Recovery Journeys:

Releasing into Freedom

Seventh Sunday After Pentecost ● July 7, 2024

Pastor Alexis Lillie © 2024

You can view the full worship video recording at:

https://youtu.be/bahs5hpWT2c?si=KO7HmadNC0HYJ1vl

Scripture Readings: 

Luke 4:18-19 (The Message)

The reading text is provided at the end of this sermon.

 

iStock Image #1135514476, by Khlongwangchao, Used by permission.jpg

 

I want to name something before we start: I don't have personal experience with 12 Step recovery programs specifically, so it feels a little awkward to be preaching this first Sunday of our new series on 12 Step spirituality. However, as Richard Rohr says in his book, Breathing Underwater, about 12-step spirituality: we are all addicted to something, we are all in recovery from something. Some of those things are maybe more or less culturally "appropriate" or even encouraged (I think of things like workaholism, addiction to perfection, or busy-ness, some of which are almost held up as aspirational by our culture).

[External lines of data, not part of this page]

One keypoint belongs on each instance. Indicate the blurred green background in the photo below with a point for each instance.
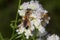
(8, 10)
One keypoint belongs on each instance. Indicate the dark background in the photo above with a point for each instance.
(8, 10)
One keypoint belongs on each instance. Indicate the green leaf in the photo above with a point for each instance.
(1, 37)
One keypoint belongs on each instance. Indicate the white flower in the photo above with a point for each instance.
(24, 5)
(41, 29)
(53, 37)
(36, 22)
(20, 30)
(28, 33)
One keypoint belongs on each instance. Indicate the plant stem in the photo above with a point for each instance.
(15, 21)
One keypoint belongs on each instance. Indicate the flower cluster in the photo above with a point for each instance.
(33, 17)
(53, 37)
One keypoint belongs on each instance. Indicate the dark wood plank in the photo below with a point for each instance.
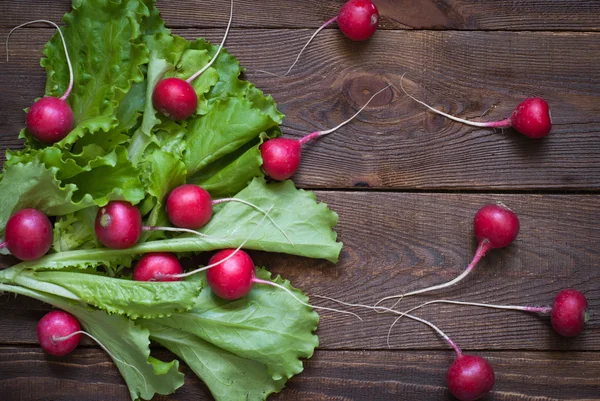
(395, 143)
(88, 374)
(577, 15)
(400, 242)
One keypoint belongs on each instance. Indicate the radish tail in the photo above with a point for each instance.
(70, 87)
(216, 202)
(384, 309)
(207, 66)
(301, 51)
(482, 249)
(329, 131)
(259, 281)
(506, 123)
(105, 350)
(183, 275)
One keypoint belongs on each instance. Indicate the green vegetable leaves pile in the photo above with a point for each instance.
(121, 149)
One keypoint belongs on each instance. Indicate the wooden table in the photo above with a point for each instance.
(406, 184)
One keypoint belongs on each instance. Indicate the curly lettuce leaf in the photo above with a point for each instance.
(102, 37)
(124, 297)
(128, 344)
(307, 223)
(267, 325)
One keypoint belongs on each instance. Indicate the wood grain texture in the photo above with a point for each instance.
(571, 15)
(395, 143)
(395, 242)
(26, 374)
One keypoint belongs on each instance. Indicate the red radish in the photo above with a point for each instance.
(157, 266)
(468, 378)
(191, 206)
(55, 325)
(28, 234)
(119, 225)
(50, 119)
(569, 312)
(175, 97)
(495, 226)
(358, 20)
(281, 156)
(531, 117)
(231, 275)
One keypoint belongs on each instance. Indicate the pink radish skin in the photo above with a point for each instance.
(28, 234)
(189, 206)
(57, 324)
(470, 377)
(175, 97)
(50, 119)
(118, 225)
(569, 312)
(531, 117)
(157, 266)
(233, 278)
(495, 226)
(358, 19)
(281, 156)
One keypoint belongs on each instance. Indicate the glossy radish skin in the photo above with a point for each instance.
(496, 224)
(189, 206)
(50, 119)
(28, 234)
(532, 118)
(118, 225)
(358, 19)
(569, 312)
(175, 98)
(470, 377)
(58, 324)
(233, 278)
(157, 266)
(281, 157)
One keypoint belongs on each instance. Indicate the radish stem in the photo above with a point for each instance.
(70, 87)
(207, 66)
(317, 134)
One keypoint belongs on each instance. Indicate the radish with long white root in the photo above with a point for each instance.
(531, 117)
(281, 156)
(232, 275)
(469, 378)
(191, 206)
(568, 313)
(176, 97)
(59, 333)
(50, 119)
(28, 234)
(118, 225)
(496, 226)
(357, 19)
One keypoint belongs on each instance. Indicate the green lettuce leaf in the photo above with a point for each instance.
(127, 343)
(102, 37)
(125, 297)
(267, 325)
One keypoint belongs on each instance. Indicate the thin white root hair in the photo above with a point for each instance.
(259, 281)
(261, 210)
(105, 350)
(191, 273)
(207, 66)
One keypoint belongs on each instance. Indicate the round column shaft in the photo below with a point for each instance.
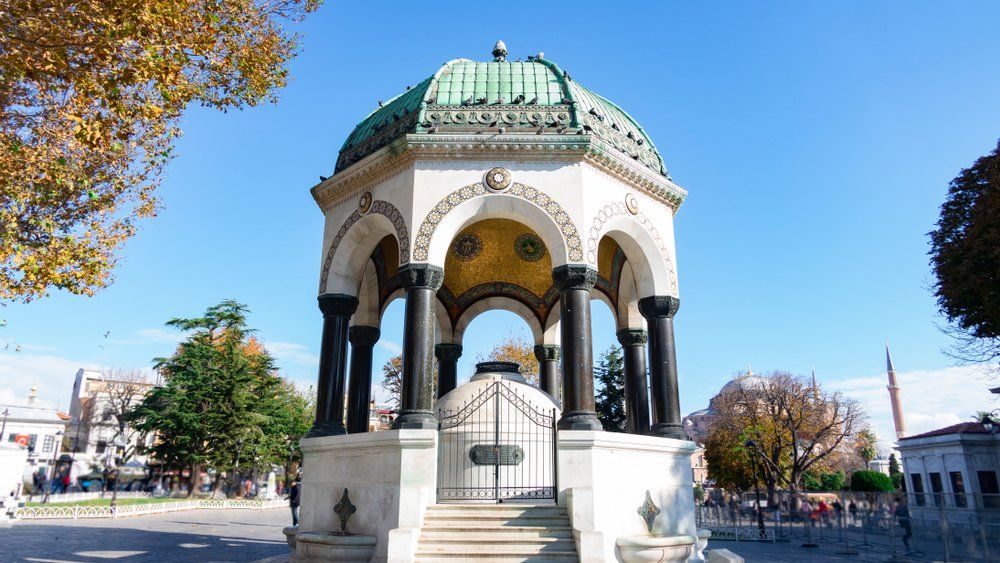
(574, 283)
(659, 313)
(337, 310)
(548, 369)
(633, 341)
(359, 391)
(447, 355)
(421, 282)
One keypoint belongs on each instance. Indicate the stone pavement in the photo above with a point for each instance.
(193, 536)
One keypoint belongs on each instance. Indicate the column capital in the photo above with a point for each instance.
(363, 335)
(337, 304)
(421, 275)
(547, 353)
(448, 351)
(659, 306)
(632, 337)
(574, 276)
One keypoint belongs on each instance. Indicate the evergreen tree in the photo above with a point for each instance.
(222, 402)
(610, 376)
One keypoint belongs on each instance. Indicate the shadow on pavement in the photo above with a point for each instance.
(42, 543)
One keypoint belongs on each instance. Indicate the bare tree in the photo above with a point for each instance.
(784, 424)
(121, 390)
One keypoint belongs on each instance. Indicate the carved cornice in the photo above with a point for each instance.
(659, 306)
(574, 276)
(414, 275)
(401, 153)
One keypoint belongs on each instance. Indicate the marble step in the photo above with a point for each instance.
(451, 558)
(431, 533)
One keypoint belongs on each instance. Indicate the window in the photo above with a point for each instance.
(936, 487)
(989, 488)
(958, 488)
(918, 488)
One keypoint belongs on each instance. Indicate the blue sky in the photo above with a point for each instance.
(816, 141)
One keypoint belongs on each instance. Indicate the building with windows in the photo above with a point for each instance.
(95, 438)
(38, 429)
(953, 471)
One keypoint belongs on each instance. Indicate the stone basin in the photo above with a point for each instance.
(329, 546)
(654, 548)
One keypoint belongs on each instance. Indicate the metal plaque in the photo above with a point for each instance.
(496, 455)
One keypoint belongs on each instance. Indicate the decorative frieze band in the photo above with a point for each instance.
(574, 247)
(379, 207)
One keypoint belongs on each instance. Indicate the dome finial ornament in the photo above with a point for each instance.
(500, 52)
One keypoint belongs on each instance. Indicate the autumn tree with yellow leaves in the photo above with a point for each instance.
(779, 425)
(91, 93)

We all have areas of hurt or suffering that, left to our own devices, we try to placate in unhealthy ways. Understood this way, I can certainly identify with journeys of recovery - and the things we do to try to avoid these journeys!

And, to be quite honest, I don't like the key word we find in this first step ... "powerless." Colby touched on this in his reflection, and helpfully offered another angle to look at this first step. And, as I talked this week with folks in our community who are in 12-step programs, I broadened my perspective on this step, and this word. For one thing, it's not saying we are powerless in all areas of our life! But rather naming that there are certain things that have power over us in ways other things do not! One rather silly – but still very real! – example I thought of is when I get stressed, I'm not tempted to eat too much kale salad or vegetables!! I have much more difficulty when it comes to breads and chocolates!!

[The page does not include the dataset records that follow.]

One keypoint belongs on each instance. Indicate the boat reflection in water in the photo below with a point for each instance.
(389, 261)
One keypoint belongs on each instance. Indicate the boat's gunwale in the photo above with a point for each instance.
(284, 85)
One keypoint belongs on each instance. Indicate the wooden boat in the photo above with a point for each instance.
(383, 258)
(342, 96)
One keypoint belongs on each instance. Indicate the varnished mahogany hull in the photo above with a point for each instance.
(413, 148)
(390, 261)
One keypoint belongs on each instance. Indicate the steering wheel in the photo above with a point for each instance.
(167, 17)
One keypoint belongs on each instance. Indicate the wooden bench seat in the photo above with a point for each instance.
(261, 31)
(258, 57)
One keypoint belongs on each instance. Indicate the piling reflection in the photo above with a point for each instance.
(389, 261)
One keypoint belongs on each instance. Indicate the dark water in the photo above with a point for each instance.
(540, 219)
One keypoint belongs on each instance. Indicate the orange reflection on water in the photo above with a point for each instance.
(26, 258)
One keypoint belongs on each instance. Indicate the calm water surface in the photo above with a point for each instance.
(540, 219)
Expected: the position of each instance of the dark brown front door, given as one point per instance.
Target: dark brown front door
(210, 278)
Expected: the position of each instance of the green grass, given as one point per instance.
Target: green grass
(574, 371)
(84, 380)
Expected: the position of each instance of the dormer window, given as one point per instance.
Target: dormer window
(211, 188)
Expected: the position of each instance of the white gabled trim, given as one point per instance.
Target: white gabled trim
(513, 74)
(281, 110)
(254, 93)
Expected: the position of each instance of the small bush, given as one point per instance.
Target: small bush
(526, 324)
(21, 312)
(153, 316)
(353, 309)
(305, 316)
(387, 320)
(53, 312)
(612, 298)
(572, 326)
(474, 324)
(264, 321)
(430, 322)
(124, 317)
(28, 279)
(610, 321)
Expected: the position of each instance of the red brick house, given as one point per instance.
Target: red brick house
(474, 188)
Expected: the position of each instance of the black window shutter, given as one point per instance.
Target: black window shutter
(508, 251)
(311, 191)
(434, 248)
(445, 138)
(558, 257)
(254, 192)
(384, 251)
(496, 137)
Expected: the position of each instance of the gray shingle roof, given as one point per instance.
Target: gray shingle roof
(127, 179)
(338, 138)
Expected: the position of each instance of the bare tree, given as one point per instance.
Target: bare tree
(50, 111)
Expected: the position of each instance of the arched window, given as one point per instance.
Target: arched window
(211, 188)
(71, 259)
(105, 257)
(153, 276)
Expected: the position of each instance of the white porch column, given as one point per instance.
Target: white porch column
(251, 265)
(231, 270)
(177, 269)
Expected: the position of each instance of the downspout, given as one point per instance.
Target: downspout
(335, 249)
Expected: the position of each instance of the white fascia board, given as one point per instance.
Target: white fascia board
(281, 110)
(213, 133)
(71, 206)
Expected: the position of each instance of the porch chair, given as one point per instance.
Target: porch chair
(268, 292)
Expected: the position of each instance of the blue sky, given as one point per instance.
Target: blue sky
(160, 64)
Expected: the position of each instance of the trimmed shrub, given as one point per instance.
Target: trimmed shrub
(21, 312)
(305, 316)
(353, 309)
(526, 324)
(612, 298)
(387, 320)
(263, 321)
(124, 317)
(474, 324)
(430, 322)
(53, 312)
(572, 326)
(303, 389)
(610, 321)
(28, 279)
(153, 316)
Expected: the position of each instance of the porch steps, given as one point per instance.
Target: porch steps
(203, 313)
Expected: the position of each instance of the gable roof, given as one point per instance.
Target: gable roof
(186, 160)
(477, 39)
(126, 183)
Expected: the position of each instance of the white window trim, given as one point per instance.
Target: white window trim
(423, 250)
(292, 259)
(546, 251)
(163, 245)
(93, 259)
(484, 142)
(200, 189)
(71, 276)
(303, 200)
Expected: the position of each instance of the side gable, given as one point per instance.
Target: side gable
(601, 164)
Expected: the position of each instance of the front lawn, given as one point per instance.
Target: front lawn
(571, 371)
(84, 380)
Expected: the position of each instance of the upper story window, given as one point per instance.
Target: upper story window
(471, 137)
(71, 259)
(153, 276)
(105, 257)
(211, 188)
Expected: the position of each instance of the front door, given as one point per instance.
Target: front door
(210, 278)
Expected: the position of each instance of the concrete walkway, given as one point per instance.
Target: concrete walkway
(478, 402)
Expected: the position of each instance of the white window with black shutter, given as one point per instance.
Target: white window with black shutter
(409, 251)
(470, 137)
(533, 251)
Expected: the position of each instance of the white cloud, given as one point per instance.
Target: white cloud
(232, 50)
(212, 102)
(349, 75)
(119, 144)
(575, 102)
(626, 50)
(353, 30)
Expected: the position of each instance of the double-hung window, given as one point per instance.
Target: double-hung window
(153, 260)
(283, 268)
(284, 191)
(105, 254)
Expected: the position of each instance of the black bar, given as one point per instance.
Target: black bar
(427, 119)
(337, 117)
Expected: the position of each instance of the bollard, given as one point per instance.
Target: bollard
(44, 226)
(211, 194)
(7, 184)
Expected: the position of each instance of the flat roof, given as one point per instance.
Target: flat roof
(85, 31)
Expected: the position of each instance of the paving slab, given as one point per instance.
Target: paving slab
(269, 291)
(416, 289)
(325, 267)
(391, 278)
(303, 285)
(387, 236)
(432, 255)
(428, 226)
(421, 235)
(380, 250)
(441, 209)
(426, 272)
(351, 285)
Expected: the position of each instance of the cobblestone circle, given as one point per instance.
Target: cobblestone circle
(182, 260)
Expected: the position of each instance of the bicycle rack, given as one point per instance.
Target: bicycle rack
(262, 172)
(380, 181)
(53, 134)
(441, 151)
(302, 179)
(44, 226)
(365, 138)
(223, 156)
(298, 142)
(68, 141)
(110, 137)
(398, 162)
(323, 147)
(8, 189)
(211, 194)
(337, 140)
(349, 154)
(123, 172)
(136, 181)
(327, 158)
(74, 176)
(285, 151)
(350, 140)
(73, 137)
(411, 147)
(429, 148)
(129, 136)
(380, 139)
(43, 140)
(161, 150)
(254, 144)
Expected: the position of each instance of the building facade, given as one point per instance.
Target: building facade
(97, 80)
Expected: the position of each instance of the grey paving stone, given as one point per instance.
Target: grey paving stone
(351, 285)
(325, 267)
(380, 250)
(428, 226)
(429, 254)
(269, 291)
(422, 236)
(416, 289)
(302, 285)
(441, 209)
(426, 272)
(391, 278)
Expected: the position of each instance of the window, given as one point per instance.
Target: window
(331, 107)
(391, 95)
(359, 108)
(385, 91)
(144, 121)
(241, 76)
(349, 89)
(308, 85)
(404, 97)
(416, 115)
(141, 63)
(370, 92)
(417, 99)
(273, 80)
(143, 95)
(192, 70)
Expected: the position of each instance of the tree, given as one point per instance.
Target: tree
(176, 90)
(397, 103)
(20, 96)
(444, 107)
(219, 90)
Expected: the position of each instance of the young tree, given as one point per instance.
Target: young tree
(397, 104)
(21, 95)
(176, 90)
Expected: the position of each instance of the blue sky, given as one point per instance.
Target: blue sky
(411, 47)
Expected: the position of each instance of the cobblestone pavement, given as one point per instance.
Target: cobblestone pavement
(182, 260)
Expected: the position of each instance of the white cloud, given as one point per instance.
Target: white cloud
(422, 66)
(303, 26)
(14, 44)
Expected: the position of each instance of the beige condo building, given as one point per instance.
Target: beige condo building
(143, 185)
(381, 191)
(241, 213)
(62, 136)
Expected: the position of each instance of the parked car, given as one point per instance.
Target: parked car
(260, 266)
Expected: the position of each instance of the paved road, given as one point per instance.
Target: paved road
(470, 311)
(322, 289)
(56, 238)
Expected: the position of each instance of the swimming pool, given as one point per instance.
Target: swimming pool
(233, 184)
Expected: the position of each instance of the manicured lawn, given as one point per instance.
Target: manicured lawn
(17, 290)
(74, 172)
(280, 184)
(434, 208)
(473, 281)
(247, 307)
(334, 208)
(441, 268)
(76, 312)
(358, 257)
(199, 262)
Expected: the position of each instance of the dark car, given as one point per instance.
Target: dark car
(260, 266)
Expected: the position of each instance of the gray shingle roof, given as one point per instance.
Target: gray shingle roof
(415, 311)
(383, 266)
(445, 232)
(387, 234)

I also learned from talking to folks in recovery groups, there are some recovery groups that intentionally chose not to use this word because of the ways it can trigger responses for folks that have experienced different types of trauma.

For some, insisting on maintaining the word "powerless" is more a letter-of-the-law vs. spirit-of-the-law decision. That at the point of inception of 12 Step programs, perhaps this was a helpful idea, but the word itself -- as we've learned more about cognition and psychology and genetics -- has maybe become a hindrance instead of a help. And that for some it's more about sticking to the message undergirding this step than clinging to the exact words.

This resonates for me. The word "powerless" when thinking about healing from addiction or suffering doesn't really work for me. But. and perhaps this is just semantics, but I can definitely get on board with the idea that control -- our power -- is an illusion, and buying in to it has caused me harm on my journey to healing. Attempting to control the things I was unhealed from actually kept me obsessed -- addicted -- with those things. Attempting to push down my areas of dis-ease meant that actually my inner wounds were occupying much of my energy, yet they were what I was trying to escape!!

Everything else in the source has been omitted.